Spotting is where people help each other ascend a scramble where really, a rope isn't necessary but the use of hands to prevent a person falling backwards off a short step or to hold feet in place, will ensure sufficient safety. It also assists with efficient passage on a scramble and is an excellent icebreaker for getting people who don't really know each other to work together as part of a team.


Anyway, this provided a short alternative to the navigation skills Iain had been teaching the guys from the moment they left the National Trust car park at the New Dungeon Ghyll hotel. Shortly after this, they would encounter some hard snow and a session of "step kicking (otherwise known as using the boot as a tool) would ensue.



Eventually we reached Stickle Tarn which was frozen over with what looked to be a fairly thick layer of ice. The views all around were stunning and the cold northerly wind somewhat numbing so everyone donned Goretex which had been unnecessary up to this point.


Iain decided to break what was left of the day down into a further navigation session east of Stickle Tarn followed by a guided ascent of the classic Lake District Scramble of Jack's Rake. Following that - as we would be amongst the best of the snow above Jack's Rake, we would look at what winter skills training time would allow.





The picture above shows the guys practicing taking a bearing and the view in the background is of the Bright Beck valley with the summit of Sergeant Man beyond.
Taken in the opposite direction, this view is of the east ridge of Harrison Stickle with Stickle Tarn below and right - the south face of Pavey Ark. Jack's Rake is the diagonal groove ascending this face.


After an hour & a half of good navigation practice finding features such as spurs & re-entrants, pacing & timing, we headed over to the foot of Jack's Rake.


As can be seen from this picture, the weather and conditions were fantastic!

This picture shows Alex & Craig just above the step on the traverse where Crescent Climb comes in from below. Jack's Rake is considered to be a classic Lake District grade one scramble; and is on most hillgoers tick list at some point.


Before setting off up the route, the party donned helmets, harnesses and roped up - all wise decisions given the fact that some ice was falling on to the terrace from the cliffs above. Despite some water ice, the route was not in serious condition - more so a pleasant intro to winter scrambling. However, Iain felt roping up was necessary and some parts of the route were pitched whilst Iain short roped the guys where appropriate.


We saw many people soloing Jack's Rake and also one individual retreating - without a helmet! Possibly a wise choice given the conditions.

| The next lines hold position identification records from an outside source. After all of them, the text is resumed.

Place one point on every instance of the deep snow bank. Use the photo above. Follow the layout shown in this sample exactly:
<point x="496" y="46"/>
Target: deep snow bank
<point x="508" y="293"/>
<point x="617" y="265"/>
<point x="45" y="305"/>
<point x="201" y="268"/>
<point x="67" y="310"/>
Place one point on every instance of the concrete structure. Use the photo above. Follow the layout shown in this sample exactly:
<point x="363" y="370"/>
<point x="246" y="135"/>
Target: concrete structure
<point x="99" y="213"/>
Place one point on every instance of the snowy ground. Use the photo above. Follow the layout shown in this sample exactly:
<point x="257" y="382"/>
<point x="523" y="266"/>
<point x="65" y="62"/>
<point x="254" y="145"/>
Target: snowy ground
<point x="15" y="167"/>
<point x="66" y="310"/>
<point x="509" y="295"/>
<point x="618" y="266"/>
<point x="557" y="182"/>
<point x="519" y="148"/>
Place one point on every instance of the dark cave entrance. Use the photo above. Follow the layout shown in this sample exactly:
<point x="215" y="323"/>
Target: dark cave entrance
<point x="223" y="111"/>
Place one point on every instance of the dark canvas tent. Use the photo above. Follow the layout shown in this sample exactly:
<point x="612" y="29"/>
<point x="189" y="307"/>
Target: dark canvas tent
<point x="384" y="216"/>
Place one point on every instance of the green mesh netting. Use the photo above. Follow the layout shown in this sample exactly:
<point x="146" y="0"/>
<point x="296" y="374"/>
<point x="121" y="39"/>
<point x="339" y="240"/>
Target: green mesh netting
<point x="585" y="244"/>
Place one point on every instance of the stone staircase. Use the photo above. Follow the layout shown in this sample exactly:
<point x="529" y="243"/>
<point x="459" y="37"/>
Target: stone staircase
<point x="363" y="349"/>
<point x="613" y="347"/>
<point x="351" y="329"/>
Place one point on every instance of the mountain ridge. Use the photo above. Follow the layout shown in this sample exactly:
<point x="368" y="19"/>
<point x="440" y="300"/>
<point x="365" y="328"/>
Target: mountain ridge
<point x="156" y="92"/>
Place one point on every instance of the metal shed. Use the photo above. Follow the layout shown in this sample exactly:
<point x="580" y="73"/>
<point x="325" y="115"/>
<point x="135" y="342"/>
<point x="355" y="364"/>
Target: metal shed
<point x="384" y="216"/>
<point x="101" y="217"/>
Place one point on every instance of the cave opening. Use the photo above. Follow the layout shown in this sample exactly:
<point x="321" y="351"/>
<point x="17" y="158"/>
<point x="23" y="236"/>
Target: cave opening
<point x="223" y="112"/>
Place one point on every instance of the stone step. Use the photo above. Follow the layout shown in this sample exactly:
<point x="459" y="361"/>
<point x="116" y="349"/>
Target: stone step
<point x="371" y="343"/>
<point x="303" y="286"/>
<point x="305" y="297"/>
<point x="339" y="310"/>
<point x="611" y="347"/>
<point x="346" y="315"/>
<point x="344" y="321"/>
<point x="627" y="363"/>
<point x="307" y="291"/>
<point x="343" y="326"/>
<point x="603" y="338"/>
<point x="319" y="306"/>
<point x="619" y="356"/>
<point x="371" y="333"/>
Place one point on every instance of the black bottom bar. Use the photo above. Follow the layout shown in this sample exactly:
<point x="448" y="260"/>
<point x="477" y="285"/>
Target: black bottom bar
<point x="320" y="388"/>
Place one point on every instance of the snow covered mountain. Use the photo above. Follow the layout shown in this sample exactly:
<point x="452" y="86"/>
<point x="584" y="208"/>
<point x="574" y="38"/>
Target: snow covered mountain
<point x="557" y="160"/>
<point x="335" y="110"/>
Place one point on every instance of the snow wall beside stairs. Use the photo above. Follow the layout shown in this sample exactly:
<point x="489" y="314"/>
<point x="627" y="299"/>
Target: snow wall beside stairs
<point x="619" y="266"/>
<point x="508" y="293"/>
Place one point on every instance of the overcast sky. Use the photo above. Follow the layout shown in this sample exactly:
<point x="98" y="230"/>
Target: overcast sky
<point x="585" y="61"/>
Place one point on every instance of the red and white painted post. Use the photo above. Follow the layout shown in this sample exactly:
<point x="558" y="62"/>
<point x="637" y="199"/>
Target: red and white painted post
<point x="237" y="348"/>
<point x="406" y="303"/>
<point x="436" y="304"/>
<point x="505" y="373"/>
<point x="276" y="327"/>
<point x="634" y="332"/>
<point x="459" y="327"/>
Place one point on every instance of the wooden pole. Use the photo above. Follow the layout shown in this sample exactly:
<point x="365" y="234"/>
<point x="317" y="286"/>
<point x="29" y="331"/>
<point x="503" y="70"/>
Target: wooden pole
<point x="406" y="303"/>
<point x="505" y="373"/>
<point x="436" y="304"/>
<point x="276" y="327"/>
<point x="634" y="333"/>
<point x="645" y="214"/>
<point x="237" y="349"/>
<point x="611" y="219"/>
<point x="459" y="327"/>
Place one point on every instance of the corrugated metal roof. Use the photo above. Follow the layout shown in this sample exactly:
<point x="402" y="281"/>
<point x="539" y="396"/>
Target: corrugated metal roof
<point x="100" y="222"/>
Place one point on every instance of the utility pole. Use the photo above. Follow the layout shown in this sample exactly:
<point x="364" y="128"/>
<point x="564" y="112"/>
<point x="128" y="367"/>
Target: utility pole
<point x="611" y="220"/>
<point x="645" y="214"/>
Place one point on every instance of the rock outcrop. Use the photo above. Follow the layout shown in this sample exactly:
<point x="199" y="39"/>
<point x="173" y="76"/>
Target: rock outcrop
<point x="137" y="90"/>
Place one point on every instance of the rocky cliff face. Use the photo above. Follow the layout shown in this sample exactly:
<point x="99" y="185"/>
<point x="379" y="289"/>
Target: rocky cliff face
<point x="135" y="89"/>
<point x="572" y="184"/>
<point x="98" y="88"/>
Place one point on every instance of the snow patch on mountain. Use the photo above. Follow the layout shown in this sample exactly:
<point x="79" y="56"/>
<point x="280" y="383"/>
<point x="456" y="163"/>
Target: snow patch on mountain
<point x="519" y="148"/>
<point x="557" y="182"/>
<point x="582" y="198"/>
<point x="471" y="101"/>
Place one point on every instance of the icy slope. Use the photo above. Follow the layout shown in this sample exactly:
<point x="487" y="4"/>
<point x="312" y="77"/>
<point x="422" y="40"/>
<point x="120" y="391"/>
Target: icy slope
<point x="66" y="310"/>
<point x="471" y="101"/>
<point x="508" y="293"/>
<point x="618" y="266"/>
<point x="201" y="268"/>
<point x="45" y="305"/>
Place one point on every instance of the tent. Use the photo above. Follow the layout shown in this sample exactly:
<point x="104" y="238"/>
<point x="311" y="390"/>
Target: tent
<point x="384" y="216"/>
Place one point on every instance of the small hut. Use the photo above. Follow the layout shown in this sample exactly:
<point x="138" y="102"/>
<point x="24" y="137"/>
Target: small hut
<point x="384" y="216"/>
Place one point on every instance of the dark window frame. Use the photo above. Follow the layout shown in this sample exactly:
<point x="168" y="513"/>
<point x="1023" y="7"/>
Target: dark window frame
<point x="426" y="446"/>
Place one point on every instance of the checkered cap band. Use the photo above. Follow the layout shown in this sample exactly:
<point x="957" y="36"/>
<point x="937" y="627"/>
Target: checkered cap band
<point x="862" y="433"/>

This picture shows Alex & Craig coming up the final groove next to the rock tower which marks the end of Jack's Rake. Despite pitching the first part of the route, we made rapid progress thereafter and completed the scramble in little over an hour and a half. During this time we enjoyed the warm sun and the shelter afforded by the south facing aspect of our route. We also watched an RAF Rescue Sea King as it carried out a rescue of an injured person next to the outlfow of Stickle Tarn.


We encountered a lot more snow on the latter half of Jack's Rake and this was fairly hard neve. However, due to the number of people having done the route in recent weeks there was a flight of footsteps all the way. Alex & Craig thoroughly enjoyed this classic ascent and at one point Iain was heard to say "I love my job".








Above Jack's Rake there was a reasonable amount of hard neve and ice, so Iain coached Alex & Craig in the techniques of step kicking and step cutting.


These techniques were new to Alex but not to Craig who had attended a Kendal Mountaineering Services Winter Skills course in February 2008 followed by a Cuillin Ridge Traverse on Skye during May of the same year.


Here, Alex & Craig practice the position for Ice axe braking before having a go at the skill. In the distance, hills of the Grasmoor range overtop the ridge between Thunacar Knott and High Raise.